Duitse beperking van rente-aftrek is in strijd met recht op vrije vestiging

14 mei 2007 | Overig | jurisprudentie | C-324/00 (Lankhorst-Hohorst GmbH)

De Duitse vennootschapsbelasting bevatte een bepaling, die de aftrek van rente, die een vennootschap aan haar aandeelhouder betaalt, verhindert in geval de lening met kapitaal moet worden gelijkgesteld. De rente wordt dan als winstuitkering aangemerkt, waarover belasting betaald moet worden. Is de aandeelhouder in Duitsland vennootschapsbelastingplichtig, dan heeft deze in de meeste gevallen recht op aftrek van de belasting op de winstuitkering. In het buitenland gevestigde aandeelhouders hebben dat recht niet.
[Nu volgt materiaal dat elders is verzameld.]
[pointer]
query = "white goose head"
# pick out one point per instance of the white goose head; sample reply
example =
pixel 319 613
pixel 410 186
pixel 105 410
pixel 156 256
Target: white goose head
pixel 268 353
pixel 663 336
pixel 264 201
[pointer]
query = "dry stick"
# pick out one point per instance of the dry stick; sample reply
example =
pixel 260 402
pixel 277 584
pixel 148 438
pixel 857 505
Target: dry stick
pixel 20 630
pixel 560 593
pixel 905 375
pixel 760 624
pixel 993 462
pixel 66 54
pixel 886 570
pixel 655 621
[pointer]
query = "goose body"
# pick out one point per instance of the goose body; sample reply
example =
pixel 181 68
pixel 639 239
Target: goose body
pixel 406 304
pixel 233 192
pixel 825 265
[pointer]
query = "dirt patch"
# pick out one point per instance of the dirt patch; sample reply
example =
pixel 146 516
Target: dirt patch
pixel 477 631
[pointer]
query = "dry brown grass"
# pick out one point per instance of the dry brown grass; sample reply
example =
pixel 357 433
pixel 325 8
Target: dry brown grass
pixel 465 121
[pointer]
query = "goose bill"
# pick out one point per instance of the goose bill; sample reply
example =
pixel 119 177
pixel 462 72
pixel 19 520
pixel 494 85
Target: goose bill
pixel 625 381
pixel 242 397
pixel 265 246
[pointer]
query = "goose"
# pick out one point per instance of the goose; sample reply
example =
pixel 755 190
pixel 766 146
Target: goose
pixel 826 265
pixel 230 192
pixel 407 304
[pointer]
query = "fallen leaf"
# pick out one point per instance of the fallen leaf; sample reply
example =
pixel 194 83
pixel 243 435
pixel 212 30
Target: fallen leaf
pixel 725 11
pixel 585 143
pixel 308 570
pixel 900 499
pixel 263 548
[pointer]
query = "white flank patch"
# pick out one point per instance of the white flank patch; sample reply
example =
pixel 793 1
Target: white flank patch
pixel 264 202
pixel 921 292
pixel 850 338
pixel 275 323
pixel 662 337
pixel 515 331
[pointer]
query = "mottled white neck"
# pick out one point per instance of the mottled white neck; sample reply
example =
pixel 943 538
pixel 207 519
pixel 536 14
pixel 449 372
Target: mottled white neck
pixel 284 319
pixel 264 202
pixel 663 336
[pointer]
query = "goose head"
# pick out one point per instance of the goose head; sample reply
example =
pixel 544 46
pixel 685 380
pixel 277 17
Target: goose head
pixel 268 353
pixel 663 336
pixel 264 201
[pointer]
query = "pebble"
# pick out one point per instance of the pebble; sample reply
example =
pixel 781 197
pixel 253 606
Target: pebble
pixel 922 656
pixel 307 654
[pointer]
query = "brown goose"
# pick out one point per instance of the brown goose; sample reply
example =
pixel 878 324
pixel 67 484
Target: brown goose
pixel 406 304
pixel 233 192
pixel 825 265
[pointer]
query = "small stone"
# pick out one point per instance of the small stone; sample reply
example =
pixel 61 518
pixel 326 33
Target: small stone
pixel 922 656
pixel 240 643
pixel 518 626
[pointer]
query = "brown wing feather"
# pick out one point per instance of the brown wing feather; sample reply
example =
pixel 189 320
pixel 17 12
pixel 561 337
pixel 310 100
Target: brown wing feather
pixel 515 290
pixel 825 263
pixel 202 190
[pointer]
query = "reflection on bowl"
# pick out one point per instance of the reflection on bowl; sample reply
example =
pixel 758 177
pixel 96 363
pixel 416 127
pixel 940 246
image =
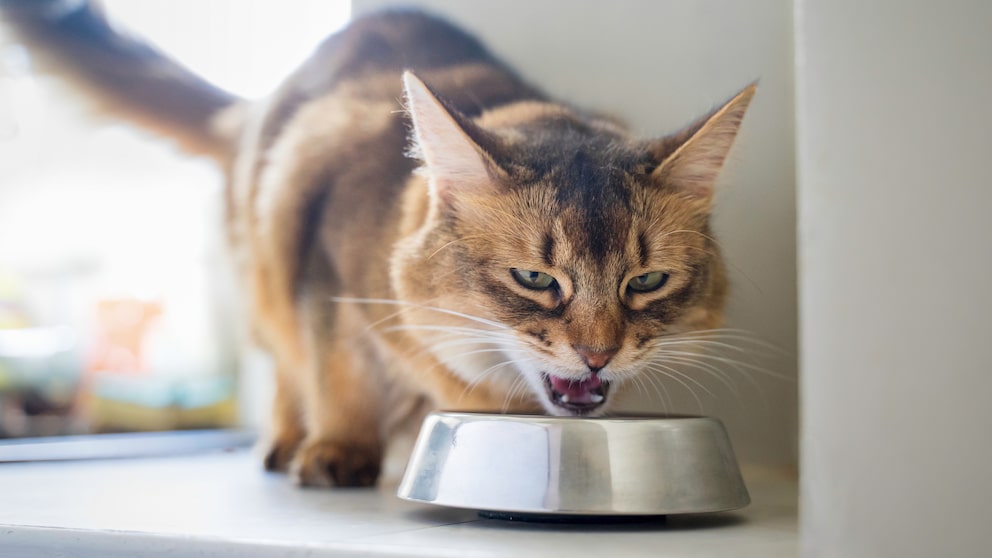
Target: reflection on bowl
pixel 577 466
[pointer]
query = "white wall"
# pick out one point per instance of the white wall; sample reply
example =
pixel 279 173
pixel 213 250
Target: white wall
pixel 659 64
pixel 894 135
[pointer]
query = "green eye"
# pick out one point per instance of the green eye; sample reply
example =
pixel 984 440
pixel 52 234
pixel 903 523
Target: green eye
pixel 648 282
pixel 533 279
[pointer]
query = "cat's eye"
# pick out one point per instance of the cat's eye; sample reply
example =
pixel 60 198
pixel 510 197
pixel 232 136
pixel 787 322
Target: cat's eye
pixel 648 282
pixel 533 279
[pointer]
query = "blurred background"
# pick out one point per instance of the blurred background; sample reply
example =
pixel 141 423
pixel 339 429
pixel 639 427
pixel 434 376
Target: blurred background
pixel 114 313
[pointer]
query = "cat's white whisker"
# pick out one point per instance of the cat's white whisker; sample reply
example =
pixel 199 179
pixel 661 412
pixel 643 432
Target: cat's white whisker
pixel 669 372
pixel 709 369
pixel 417 306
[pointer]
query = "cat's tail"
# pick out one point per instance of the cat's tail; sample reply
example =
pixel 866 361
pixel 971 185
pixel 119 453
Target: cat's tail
pixel 124 76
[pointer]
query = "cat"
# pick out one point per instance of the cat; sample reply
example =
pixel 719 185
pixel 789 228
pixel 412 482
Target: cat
pixel 417 227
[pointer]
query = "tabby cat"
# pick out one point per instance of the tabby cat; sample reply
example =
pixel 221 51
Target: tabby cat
pixel 417 227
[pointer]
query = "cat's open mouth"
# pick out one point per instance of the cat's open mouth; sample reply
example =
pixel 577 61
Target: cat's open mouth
pixel 578 397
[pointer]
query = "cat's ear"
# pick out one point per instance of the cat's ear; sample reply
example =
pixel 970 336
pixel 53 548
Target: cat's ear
pixel 692 158
pixel 448 143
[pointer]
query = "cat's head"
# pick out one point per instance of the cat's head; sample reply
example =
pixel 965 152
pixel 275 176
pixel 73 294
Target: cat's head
pixel 555 251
Volgens het Europese Hof van Justitie is die bepaling in strijd met het EG-recht. De deelname in het kapitaal van een vennootschap wordt aangemerkt als de vestiging in de lidstaat, waar de vennootschap is gevestigd. Op grond van het EG-verdrag bestaat het recht van vrije vestiging binnen de lidstaten. De bepaling in de Duitse wetgeving maakt een verschil in behandeling tussen Duitse en niet Duitse aandeelhouders. Volgens het Hof is de bepaling geen specifieke anti-misbruikbepaling, omdat de bepaling niet alleen is gericht op gevallen van belastingontwijking. Op goede gronden mag een inbreuk worden gemaakt op het recht op gelijke behandeling. Verminderde belastingopbrengst voor een lidstaat is geen grond om discriminatie toe te staan. De onderlinge samenhang van het belastingstelsel geldt als rechtvaardigingsgrond voor een inbreuk op het discriminatieverbod wanneer het om dezelfde belastingplichtige gaat. Dat geldt niet voor deze bepaling.